LIB_DIR_HDFS /user/repo/lib/ Location on HDFS of the library folder, where the cli jar file is stored. Considered only when LAUNCHER_MODE is set to CLUSTER or REMOTE_CLUSTER.

Remote Configurations:

Property Name Meaning Example
CLI_JAR_PATH HDFS path of the CLI interface jar. This jar will be submitted to Spark through Livy. /user/hdfs-user/GMQL-Cli.jar.
CLI_CLASS The class path of the Command Line Interface of GMQL. Can be changed only by the developers, better to leave it on the defaults. it.polimi.genomics.cli.GMQLExecuteCommand
KNOX_GATEWAY Knox Gateway URL. This URL must be accessible from the machine instantiating the Remote Launcher. https:cluster-host:8443/gateway/default
KNOX_SERVICE_PATH This string appendend to KNOX_GATEWAY forms the rest API URL. /webhdfs/v1/
KNOX_USERNAME Knox service username your-username
KNOX_PASSWORD Knox service password *******
LIVY_BASE_URL Livy REST API base url http://your-host:8998/batches

Note:

  • GMQL Engine can be connected to several repositories types; such as Local repository, HDFS repository, or Remote repository. Currently, only one repository type can be set for each installation.
  • The genomic engine can run on several types of implementations.
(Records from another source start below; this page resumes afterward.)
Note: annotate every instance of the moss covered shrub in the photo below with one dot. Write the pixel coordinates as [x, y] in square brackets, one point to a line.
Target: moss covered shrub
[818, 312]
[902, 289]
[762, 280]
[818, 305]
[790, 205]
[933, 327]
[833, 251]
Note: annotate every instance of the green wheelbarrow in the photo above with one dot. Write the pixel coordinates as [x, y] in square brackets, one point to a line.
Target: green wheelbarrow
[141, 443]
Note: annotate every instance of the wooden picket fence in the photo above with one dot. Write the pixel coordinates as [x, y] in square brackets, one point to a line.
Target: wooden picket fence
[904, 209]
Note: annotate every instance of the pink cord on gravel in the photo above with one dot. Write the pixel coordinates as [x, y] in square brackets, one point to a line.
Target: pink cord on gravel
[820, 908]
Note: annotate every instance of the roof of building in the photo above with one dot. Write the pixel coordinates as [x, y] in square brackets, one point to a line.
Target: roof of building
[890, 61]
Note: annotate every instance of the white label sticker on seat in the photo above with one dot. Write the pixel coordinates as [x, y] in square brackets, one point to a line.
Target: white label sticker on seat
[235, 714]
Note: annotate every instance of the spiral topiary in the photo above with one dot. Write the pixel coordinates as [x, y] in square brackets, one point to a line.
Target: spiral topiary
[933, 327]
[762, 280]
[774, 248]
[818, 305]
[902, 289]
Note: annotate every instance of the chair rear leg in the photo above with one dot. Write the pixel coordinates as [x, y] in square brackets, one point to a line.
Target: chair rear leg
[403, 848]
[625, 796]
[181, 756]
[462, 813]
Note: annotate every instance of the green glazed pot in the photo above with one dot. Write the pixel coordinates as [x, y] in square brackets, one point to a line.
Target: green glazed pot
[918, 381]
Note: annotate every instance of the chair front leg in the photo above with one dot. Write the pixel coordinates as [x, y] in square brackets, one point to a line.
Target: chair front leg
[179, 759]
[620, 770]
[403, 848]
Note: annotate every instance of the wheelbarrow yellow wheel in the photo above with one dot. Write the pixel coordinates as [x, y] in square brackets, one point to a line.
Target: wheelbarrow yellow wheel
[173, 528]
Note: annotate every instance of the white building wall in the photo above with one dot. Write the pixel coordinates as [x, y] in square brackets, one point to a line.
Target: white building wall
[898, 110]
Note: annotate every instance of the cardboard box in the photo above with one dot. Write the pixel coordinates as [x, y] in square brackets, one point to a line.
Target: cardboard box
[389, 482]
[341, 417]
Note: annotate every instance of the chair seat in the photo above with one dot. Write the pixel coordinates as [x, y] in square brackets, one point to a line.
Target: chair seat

The supported implementations are: Apache Spark, Apache Flink, and SciDB. the default one is Spark.
  • Apache Spark, and Flink can have one of three Launchers: LOCAL, CLUSTER, and REMOTE_CLUSTER. The remote cluster is executed though calls through web services (enabled for Spark though Livy).
  • When running on remote setup GMQL_REPO_TYPE, LAUNCHER_MODE and remote.xml must be set only on the machine instantiating the launcher. The cluster should be set in CLUSTER mode.